Retailers, hospitality businesses, the technology industry and recruiters have called for urgent reform of the apprenticeship levy, calling it a “£3.5 billion mistake”.
In a letter to ministers, the British Retail Consortium (BRC), UKHospitality, techUK and the Recruitment & Employment Confederation (REC) said the government was “halting investment” in critical training that could boost productivity, fuel economic growth and raise wages.
Helen Dickinson, chief executive of the British Retail Consortium, which represents most of the big retailers, said: “The Government must urgently fix this £3.5bn mistake or risk leaving the UK with anemic productivity behind from its international counterparts.
“Retailers want to invest more in training a higher skilled, more productive and better paid workforce. They want to create more opportunities for people up and down the country. They want to contribute more to development. But the broken apprenticeship system is a ball and chain around their efforts.”

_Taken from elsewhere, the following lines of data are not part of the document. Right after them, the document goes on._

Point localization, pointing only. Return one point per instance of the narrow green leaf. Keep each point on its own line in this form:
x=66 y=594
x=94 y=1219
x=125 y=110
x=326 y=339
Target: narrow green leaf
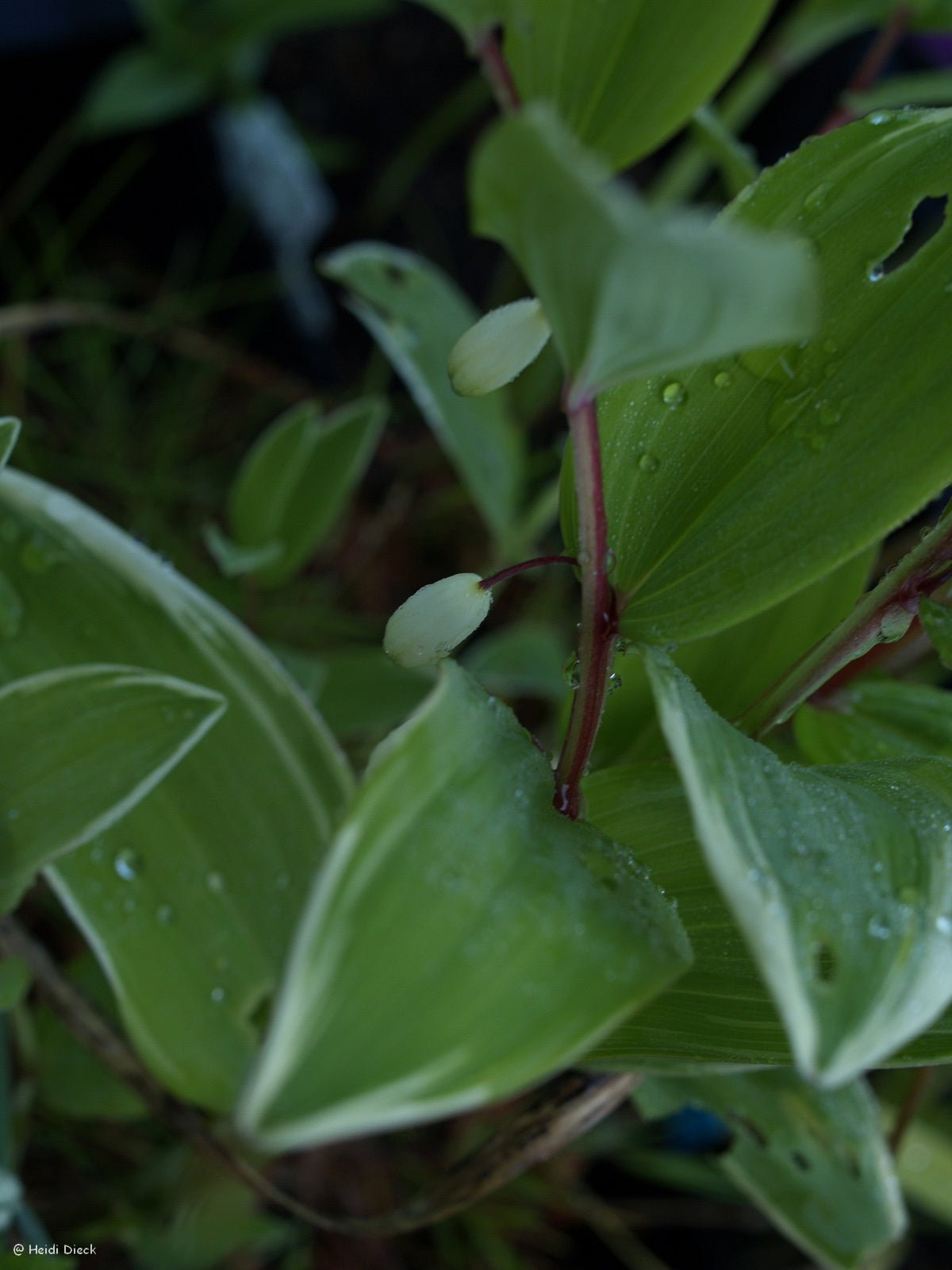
x=630 y=78
x=416 y=315
x=141 y=89
x=814 y=1162
x=80 y=749
x=733 y=667
x=628 y=291
x=190 y=902
x=719 y=482
x=422 y=979
x=298 y=479
x=937 y=624
x=876 y=719
x=841 y=880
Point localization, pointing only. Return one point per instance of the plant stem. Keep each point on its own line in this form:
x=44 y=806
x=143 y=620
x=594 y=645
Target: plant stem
x=486 y=46
x=539 y=563
x=917 y=1091
x=869 y=69
x=877 y=619
x=598 y=625
x=556 y=1115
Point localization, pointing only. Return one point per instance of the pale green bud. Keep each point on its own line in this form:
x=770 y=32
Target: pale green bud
x=429 y=625
x=498 y=348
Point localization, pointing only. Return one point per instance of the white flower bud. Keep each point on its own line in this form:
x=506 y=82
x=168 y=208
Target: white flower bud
x=498 y=348
x=429 y=625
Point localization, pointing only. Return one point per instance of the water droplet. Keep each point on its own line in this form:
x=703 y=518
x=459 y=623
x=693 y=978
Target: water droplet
x=40 y=554
x=10 y=610
x=571 y=672
x=816 y=198
x=127 y=865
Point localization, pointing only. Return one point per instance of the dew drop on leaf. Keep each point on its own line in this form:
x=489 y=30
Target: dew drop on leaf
x=127 y=865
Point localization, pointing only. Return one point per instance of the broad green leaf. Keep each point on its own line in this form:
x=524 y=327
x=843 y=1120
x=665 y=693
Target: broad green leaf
x=628 y=290
x=298 y=479
x=80 y=749
x=719 y=1014
x=937 y=624
x=416 y=315
x=522 y=660
x=498 y=348
x=720 y=482
x=463 y=941
x=733 y=667
x=628 y=76
x=812 y=1161
x=839 y=878
x=359 y=691
x=190 y=902
x=876 y=719
x=141 y=89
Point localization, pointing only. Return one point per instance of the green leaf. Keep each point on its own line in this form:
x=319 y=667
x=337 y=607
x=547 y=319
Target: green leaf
x=82 y=747
x=359 y=691
x=719 y=483
x=937 y=624
x=522 y=660
x=298 y=479
x=141 y=89
x=814 y=1162
x=719 y=1013
x=841 y=880
x=626 y=290
x=628 y=79
x=876 y=719
x=416 y=315
x=486 y=937
x=71 y=1081
x=733 y=667
x=190 y=902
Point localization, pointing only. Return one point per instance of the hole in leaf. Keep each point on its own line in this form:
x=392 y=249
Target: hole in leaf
x=927 y=219
x=749 y=1128
x=824 y=963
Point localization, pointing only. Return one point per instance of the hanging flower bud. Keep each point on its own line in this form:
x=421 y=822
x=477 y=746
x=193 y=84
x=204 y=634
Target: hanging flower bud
x=429 y=625
x=498 y=348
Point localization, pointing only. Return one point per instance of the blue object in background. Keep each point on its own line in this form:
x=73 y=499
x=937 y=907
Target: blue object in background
x=37 y=23
x=696 y=1132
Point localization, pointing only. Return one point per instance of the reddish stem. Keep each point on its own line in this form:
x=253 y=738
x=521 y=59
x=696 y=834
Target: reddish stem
x=871 y=67
x=539 y=563
x=486 y=46
x=600 y=624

Under the current system, companies contribute hundreds of millions of pounds into a pot, which can only be spent on very specific types of training. For example, businesses cannot use the money to fund courses that last less than a year. They say this has left them unable to spend £3.5bn of funds they have set aside.
Introduced in April 2017, the apprenticeship levy sees large organizations set aside 0.5% of their payroll for apprenticeships.
But many employers say they cannot use the funds – which are taken from the Treasury if they are not used within two years. A report by the Resolution Foundation warned of a boom in the number of expensive, high-level apprenticeships for people already in work that could “crowd out” young people.
Trade bodies want the government to expand the apprenticeship levy into a broader skills levy that can be spent on a wider range of accredited courses, including shorter, more targeted courses.
Kate Nicholls, chief executive of UKHospitality, said an overhaul of the system would help get those who had become economically inactive, including over-50s, back into work to fill skills gaps.
“Hospitality businesses are keen to invest more in upskilling, training and developing their workforce, particularly when vacancies are so high. Apprenticeship levy reform is urgently needed to give businesses more flexibility, particularly in how the funding is used.”
Julian David, chief executive of techUK, said: “There is a real need to continue to support young people and entrants into the workforce using apprenticeships, but also to support those in the existing workforce to progress and gain the skills they need. they need for the future of work. Key to this will be reforming the apprenticeship levy to make it flexible and fit for purpose.”
Education Secretary Robert Halfon said the government had “transformed the country’s skills supply” since 2010.
“To date we have supported more than 5 million apprenticeship starts across more than 650 high-quality standards, ensuring your career goals can be achieved through an apprenticeship, and we will further boost funding to £2.7bn by 2024-25. We are launching and expanding T-levels, Institutes of Technology and skills boot camps – all with £3.8bn of support,” Halfon said.
“This Conservative government is on the side of business – that’s why all our skills programs are designed with employers to meet the needs of business and industry.”